Thursday, February 19, 2009

"It doesn't work but it's really pretty"

I'm listening to Beirut, A Call to Arms, as I reflect on the past two weeks. This album reminds me of Costa Rica because I listened to it on my flight to San Jose when I was trying to prepare myself for the unknown. How incredible it's been to see communities helped, people changed and myself stretched as we all go about life trying to figure out how to love people.

A team from Ohio was here for 10 days building a home for Joselin, a 17-year-old mom whose four month old is adorable and will now have a dry place to sleep. The guys helped complete one house and built another one from the ground up. Rebecca and I came to Jasmine on the last day to help paint and it was definitely a team effort as we all tried to paint around the banana trees and the barbed wire fence that was right up against the house.

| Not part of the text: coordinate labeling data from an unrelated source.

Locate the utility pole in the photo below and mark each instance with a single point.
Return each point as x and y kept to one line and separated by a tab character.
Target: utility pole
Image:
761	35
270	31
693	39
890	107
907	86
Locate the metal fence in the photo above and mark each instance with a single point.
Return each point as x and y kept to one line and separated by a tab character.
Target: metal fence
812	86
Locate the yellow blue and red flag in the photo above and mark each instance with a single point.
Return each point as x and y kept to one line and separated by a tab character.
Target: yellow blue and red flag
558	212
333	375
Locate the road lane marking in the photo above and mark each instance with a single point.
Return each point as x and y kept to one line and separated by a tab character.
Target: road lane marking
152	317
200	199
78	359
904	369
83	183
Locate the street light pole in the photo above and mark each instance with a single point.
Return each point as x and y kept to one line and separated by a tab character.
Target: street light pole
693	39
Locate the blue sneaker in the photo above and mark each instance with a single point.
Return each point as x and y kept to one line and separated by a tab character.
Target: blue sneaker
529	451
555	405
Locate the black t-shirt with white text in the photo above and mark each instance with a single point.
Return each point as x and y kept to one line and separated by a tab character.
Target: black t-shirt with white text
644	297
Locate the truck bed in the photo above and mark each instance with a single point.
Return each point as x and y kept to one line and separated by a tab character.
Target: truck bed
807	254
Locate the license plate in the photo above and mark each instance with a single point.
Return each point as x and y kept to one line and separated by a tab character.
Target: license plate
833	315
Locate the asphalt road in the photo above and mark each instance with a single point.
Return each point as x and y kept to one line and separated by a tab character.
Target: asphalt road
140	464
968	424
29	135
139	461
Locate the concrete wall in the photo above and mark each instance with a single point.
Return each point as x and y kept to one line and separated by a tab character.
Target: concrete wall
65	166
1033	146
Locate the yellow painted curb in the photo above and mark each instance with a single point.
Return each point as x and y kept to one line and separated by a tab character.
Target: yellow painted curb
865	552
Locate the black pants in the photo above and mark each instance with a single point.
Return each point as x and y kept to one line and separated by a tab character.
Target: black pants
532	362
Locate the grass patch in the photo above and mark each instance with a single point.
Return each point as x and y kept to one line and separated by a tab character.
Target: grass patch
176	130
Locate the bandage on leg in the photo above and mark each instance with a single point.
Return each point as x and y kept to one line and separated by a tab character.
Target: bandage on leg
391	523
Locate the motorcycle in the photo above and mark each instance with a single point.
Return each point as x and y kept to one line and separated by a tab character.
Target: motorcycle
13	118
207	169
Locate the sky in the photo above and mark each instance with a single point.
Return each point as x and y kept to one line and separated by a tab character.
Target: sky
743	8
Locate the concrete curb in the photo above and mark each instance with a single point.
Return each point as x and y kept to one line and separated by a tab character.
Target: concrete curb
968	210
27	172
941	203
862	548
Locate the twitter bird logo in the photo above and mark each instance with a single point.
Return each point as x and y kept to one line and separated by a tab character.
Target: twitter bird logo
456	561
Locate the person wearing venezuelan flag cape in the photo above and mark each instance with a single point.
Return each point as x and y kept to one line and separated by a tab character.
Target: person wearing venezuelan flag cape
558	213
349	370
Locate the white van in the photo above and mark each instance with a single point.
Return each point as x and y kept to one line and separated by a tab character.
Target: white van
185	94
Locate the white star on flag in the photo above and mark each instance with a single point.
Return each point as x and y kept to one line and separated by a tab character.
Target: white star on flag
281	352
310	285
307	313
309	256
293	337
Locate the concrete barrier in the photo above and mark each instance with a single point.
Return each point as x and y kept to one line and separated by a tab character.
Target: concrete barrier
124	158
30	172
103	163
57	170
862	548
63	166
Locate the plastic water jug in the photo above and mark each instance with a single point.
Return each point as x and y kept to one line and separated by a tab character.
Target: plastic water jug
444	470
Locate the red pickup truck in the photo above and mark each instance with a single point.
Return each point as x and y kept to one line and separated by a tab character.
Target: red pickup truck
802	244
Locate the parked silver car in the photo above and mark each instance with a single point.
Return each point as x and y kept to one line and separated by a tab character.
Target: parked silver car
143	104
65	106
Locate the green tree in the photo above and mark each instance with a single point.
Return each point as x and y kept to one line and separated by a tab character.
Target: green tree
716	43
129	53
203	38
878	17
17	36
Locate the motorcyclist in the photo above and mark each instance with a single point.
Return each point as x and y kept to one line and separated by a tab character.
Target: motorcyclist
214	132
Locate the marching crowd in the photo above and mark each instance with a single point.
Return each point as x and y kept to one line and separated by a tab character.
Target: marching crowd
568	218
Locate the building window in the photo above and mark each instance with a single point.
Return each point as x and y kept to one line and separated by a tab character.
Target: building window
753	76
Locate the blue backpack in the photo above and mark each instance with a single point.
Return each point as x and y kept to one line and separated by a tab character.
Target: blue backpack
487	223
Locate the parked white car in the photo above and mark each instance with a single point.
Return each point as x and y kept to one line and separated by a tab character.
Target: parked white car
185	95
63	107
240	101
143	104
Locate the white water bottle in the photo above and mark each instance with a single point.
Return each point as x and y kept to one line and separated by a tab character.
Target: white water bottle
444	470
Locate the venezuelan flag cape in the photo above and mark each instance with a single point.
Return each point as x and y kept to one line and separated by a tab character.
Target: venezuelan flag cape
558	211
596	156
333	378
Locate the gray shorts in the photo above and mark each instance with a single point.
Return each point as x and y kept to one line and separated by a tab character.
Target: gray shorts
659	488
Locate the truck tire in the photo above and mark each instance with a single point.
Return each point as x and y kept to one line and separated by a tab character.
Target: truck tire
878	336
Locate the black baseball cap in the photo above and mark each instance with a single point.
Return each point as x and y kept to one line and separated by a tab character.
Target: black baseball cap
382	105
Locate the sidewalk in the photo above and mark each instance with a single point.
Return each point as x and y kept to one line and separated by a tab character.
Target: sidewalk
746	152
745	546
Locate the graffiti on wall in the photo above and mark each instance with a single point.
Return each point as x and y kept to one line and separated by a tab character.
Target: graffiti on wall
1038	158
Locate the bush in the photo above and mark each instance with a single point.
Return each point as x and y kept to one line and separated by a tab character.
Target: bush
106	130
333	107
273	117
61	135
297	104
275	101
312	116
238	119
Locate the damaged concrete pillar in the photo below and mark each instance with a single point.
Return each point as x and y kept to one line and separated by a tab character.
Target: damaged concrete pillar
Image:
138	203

The guys also had the project of cleaning/fixing up a stove for Sandra's family, who cooks outside on an open fire. It was so incredible to see this family get a new stove, and I was amazed by the guys who carried it down the ridiculously steep terrain to get it inside their house. I was standing on the sidelines, not helping at all with my exclamations of fear, as they efficiently carried it down the "path" of like 45 steps. The down side to this story is that Sandra doesn't get enough voltage for the stove to work (she said, "it doesn't work but it's really pretty"). The team hired an electrician to check it out and we're in the process of getting her a gas stove or helping her get a permit to hook up the right cables to the electric one.

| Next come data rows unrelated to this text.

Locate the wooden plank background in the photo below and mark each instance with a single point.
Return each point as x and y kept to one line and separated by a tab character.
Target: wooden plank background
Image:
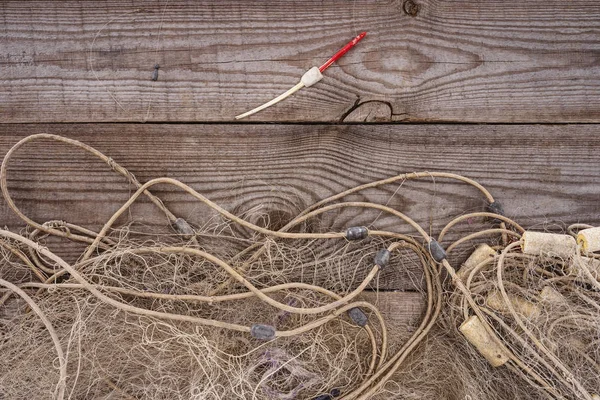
412	90
546	183
459	61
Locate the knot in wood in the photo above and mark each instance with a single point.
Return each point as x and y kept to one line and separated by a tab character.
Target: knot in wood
411	8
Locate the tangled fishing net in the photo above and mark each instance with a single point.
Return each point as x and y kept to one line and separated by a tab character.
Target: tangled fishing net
234	309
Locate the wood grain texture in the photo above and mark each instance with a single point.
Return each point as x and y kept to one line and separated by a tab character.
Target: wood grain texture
461	60
545	176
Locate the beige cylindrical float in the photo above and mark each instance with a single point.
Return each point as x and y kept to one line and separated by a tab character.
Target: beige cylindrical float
589	239
482	253
548	244
475	333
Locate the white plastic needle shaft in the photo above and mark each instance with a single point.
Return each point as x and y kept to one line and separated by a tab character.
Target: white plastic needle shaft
276	100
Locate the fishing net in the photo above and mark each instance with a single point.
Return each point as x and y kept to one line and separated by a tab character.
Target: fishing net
246	306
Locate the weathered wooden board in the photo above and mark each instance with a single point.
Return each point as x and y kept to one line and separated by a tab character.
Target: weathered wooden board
482	61
546	176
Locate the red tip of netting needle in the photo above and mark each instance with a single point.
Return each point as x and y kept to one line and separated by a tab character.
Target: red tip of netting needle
342	51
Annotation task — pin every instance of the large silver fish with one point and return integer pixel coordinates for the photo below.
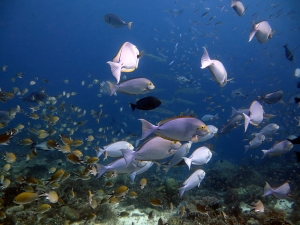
(178, 128)
(262, 31)
(134, 86)
(194, 180)
(126, 60)
(215, 67)
(115, 21)
(279, 148)
(280, 192)
(238, 7)
(256, 115)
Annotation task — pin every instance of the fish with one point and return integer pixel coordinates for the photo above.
(268, 129)
(279, 148)
(238, 7)
(209, 117)
(280, 192)
(199, 157)
(116, 22)
(256, 115)
(288, 53)
(177, 128)
(147, 103)
(134, 86)
(126, 60)
(262, 31)
(194, 180)
(215, 67)
(271, 98)
(255, 142)
(155, 148)
(232, 123)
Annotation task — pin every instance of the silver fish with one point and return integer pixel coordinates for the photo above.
(279, 148)
(238, 7)
(280, 192)
(199, 157)
(215, 67)
(255, 142)
(178, 128)
(194, 180)
(116, 22)
(272, 97)
(135, 86)
(262, 31)
(256, 115)
(126, 60)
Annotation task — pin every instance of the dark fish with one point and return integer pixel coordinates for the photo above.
(146, 103)
(288, 53)
(35, 96)
(116, 22)
(298, 156)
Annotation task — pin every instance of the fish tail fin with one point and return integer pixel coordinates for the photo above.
(266, 152)
(181, 191)
(129, 25)
(188, 162)
(147, 128)
(112, 87)
(246, 148)
(247, 121)
(115, 70)
(133, 106)
(205, 60)
(129, 155)
(252, 32)
(268, 190)
(101, 170)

Rodney and Cindy's son and his family are here visiting for the week and after that our good friend May will be coming (also known as Best Time Ever 2009). The next team doesn't get here until the middle of March so we have a break where we will organize our English classes, put our files in order for the person who takes our place and get some rest. I added photos to my photo album, so take a look if you want to see more photos from the past two teams.

Monday, February 2, 2009

Where shall we buy bread?

Another team from Mountain View, Va., left this morning at 5 a.m. First of all, it has been such a spiritual blessing to have two teams from Mountain View come to Costa Rica to serve - their church sends two or three teams a year to work with us and I have loved getting to know everyone.

Before the team got here I was a little apprehensive about how the week would go because of our lack of resources (or maybe just my lack of knowledge of what our resources were). The team did a VBS of sorts for the kids in the community and I was envisioning riots or chaos in the planche. As you can see from the photo, the kids are lined up anticipating a water balloon toss and there's no craziness. We had some volunteer translators and prepared team members who worked together to produce an organized and safe week for the children.

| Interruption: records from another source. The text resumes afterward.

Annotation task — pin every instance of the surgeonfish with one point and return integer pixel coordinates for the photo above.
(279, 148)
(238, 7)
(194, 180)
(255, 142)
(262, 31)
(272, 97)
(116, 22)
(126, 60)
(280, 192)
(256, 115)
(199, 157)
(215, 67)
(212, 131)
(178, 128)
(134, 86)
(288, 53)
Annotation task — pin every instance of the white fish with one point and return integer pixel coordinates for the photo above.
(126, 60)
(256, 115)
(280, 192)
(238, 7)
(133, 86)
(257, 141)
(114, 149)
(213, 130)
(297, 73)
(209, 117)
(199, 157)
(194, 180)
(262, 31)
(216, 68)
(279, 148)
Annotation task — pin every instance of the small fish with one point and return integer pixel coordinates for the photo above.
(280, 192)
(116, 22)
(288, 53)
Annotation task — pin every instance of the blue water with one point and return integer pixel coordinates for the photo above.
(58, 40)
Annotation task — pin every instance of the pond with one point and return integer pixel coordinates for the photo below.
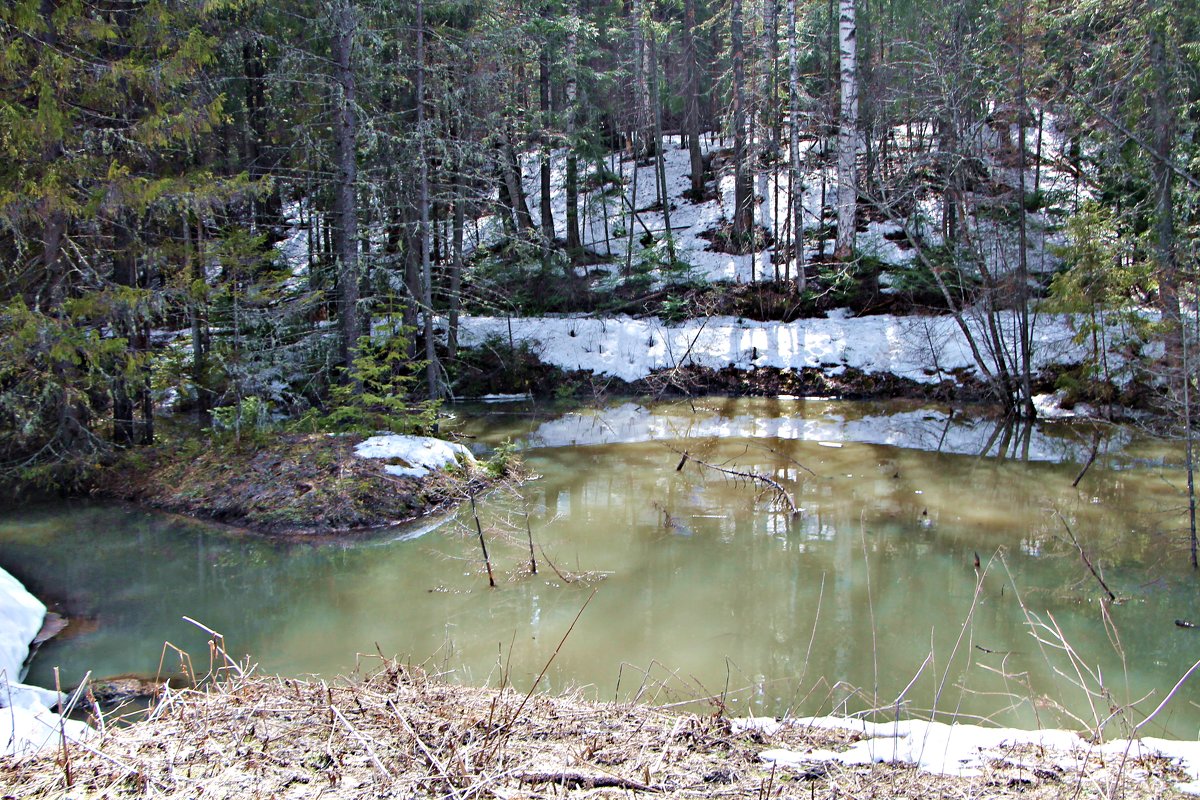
(697, 584)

It's so refreshing to see how God uses what we have, even when it doesn't seem like enough. The other day I was reading in John. John 6:1-15 to be exact. Although I've read this passage a million times I was struck by what Jesus said. This particular passage is about feeding the five thousand with five loaves and two fish and Jesus' way of doing this miracle really impacted me. It says, "When Jesus looked up and saw a great crowd coming toward him, he said to Philip, 'Where shall we buy bread for these people to eat?' He asked this only to test him, for he already had in mind what he was going to do."

Now, the first thing I thought was why would Jesus test him in this way? Especially if he already knew what he was going to do...so Philip said there wasn't enough money (how many times have I said that?) and Peter pointed out there was only a boy's lunch there, so how on earth would that feed 5,000 people? And I realized how often I do that. How often I look at my resources in my own hands instead of in Christ's hands. I was blown away by the simple question that Jesus asked. I think He wanted to know if Peter and Philip would trust him to provide instead of pointing out the obvious (hello, of course there's not enough money or food to go around).

So my new prayer has been to give God my resources daily - my thoughts, my gifts and everything else. And to trust that He can do far more than what I can do.